In this example ggplot() is the function. The brackets () are always needed. Before a function can start the actions and calculations it encodes, it needs prior information: input data and parameter settings. These are called the arguments of the function. In this example the arguments are:

  • mtcars: a table containing the input data
  • aes(wt,mpg): defines the two columns of the table you want to plot: weight (wt) along the X-axis and miles/gallon (mpg) along the Y-axis.

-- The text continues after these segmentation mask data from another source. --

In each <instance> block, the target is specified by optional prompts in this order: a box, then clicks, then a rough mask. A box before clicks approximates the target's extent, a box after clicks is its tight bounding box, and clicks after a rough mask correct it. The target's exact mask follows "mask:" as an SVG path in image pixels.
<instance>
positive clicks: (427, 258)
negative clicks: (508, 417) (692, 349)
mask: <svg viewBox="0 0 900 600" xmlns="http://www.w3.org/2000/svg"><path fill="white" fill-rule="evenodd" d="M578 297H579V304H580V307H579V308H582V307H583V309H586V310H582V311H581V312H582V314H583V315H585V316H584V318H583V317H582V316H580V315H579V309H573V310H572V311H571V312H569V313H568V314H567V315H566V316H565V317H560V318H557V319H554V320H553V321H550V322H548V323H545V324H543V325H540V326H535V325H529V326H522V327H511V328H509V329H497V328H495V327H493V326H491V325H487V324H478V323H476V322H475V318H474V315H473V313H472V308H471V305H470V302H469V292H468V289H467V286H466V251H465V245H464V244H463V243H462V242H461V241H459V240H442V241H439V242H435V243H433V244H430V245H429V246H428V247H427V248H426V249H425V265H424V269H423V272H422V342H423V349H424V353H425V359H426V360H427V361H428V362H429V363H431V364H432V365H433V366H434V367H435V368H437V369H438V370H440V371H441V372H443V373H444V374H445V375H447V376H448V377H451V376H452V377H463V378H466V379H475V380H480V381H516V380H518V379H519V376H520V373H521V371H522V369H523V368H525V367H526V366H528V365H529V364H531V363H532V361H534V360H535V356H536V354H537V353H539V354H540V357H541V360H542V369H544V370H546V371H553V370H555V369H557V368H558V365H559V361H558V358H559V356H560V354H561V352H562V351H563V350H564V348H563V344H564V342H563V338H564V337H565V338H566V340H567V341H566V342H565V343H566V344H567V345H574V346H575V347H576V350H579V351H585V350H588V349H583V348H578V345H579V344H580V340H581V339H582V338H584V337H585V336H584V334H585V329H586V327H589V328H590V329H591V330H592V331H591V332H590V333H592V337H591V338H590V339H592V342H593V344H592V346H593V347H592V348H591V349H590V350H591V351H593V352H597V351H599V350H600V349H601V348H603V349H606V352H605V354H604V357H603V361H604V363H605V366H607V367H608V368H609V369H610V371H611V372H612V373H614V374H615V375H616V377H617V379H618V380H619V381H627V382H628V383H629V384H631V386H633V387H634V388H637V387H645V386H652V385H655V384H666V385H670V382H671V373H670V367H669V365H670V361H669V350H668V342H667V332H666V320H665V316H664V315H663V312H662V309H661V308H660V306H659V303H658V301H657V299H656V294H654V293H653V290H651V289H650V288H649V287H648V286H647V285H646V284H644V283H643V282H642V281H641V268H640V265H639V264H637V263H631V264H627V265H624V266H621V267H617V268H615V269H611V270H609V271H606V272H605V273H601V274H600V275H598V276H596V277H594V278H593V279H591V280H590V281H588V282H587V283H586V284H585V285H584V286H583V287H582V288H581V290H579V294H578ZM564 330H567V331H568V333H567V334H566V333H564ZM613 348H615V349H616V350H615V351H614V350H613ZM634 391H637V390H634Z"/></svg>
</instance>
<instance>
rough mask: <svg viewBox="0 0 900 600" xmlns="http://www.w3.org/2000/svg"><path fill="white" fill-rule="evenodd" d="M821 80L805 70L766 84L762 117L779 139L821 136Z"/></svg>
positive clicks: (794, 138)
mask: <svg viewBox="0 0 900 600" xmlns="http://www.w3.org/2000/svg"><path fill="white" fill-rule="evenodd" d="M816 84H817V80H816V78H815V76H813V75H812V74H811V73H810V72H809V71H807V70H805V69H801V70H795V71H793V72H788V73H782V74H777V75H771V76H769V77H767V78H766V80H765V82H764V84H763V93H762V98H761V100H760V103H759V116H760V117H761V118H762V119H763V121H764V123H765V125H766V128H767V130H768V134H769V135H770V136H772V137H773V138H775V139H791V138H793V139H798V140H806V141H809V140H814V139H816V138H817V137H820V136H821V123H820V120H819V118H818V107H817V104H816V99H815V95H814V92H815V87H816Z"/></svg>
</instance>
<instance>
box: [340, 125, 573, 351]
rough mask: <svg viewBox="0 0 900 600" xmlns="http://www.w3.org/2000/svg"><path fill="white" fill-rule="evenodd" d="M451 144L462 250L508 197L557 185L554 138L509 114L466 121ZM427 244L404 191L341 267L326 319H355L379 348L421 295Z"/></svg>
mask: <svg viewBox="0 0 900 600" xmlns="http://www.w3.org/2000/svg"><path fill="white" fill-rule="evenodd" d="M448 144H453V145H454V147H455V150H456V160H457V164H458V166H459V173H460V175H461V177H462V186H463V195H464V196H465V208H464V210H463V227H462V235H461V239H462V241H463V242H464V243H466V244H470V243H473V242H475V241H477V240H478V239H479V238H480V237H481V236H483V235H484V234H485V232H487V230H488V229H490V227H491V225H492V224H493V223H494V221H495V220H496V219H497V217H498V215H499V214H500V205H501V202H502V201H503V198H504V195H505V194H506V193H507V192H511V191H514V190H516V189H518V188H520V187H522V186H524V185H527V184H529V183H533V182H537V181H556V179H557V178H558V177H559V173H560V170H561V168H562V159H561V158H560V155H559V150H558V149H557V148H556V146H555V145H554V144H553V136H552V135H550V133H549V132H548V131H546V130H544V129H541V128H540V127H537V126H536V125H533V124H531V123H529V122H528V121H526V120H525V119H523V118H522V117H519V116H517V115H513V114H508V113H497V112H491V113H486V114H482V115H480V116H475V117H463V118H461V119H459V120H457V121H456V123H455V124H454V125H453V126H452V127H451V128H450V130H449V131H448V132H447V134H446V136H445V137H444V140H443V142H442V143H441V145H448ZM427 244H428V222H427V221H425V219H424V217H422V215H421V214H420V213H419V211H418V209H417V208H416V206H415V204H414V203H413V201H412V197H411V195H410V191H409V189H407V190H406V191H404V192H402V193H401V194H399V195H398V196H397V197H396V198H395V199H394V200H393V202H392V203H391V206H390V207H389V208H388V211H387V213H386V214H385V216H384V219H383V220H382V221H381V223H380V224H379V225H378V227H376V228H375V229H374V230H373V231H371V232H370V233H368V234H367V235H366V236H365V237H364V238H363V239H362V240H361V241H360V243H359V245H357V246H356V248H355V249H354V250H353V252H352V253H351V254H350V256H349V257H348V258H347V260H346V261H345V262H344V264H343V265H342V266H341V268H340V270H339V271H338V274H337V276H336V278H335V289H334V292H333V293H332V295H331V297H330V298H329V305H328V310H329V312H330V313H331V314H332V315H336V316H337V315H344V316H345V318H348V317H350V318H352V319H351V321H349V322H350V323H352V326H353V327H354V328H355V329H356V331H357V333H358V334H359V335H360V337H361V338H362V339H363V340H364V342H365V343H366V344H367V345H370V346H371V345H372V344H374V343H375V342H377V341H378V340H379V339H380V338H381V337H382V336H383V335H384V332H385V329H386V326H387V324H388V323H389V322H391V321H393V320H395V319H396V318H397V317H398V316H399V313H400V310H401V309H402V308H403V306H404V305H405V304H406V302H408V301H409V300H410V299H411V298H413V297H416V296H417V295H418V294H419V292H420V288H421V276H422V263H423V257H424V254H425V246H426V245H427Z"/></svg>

To see the arguments of a function you can use ? or help():

> ? ggplot 
> help(ggplot)

This opens the documentation of the function in the Help tab including an overview of the arguments of the function. At the bottom of the documentation page you find examples on how to use the function. The function generates a plot so the plot p is the output of the function.

hands_on Hands-on: Demo

From the demo script run the Assigning variables section

hands_on Hands-on: Exercise 3a

  1. Create a variable called patients with value 42
  2. Print the value of patients divided by 2
  3. Create a variable called patients_gr2 with value 24
  4. Print the total number of patients
    solution Solution
     patients <- 42
     patients/2
     patients_gr2 <- 24
     total_patients <- patients + patients_gr2
     total_patients
    

    question Question

    What will happen when you run this code ?

     "patients" <- 42
     "patients"/2
    

hands_on Hands-on: Exercise 3b

Check the arguments of the mean() function.

solution Solution
 ?mean

The mean() function has many arguments and each argument has a default value. To use the default values simply do not specify these arguments in the function call. You only have to specify the arguments for which you want to use a value other than the default. To show the examples section instead of the full documentation page:

> example(min) 

hands_on Hands-on: Exercise 3c

Calculate and print the sum of patients and patients_gr2 using the sum() function.

solution solution: answer
 sum(patients,patients_gr2)

question Question

Replace the sum() function with the mean() function. What happens ?

solution solution: answer

Look at the help of the sum() function. What’s the first argument ? Compare with the first argument of the mean() function

question Question

Will the code below work ?

 sum (patients,patients_gr2)

question Question

Will the code below work ?

 sum ( patients , patients_gr2 )

Sometimes functions from different packages have the same name. In that case use package::function to specify the package you want to use, e.g. ggplot2::ggplot() where ggplot2 is the name of the package and ggplot() is the name of the function.

hands_on Hands-on: Extra exercise 3d

Create a variable patients_gr3 with value “twenty” and print the total number of patients

solution Solution
 patients_gr3 <- "twenty"
 patients + patients_gr3

hands_on Hands-on: Extra exercise 3e

  1. Create variable x with value 5
  2. Create variable y with value 2
  3. Create variable z as the sum of x and y and print the value of z
  4. Print x - y
  5. Print the product of x and y and add 2 to it
    solution Solution
     x <- 5
     y <- 2
     z <- x+y
     z
     x-y
     x*y+2
    

hands_on Hands-on: Extra exercise 3f

What is the difference between:

  1. correctLogic <- TRUE
  2. incorrectLogic <- "TRUE"

hands_on Hands-on: Extra exercise 3g

Is there a difference between:

  1. name <- "Janick"
  2. name <- 'Janick'
  3. name <- Janick

keypoints Key points

  • We showed how to install and load packages
  • We showed how to access the help system
  • We showed how to set the folder to work in
  • We showed how to define variables
  • We showed how to write a script

congratulations Congratulations on successfully completing this tutorial!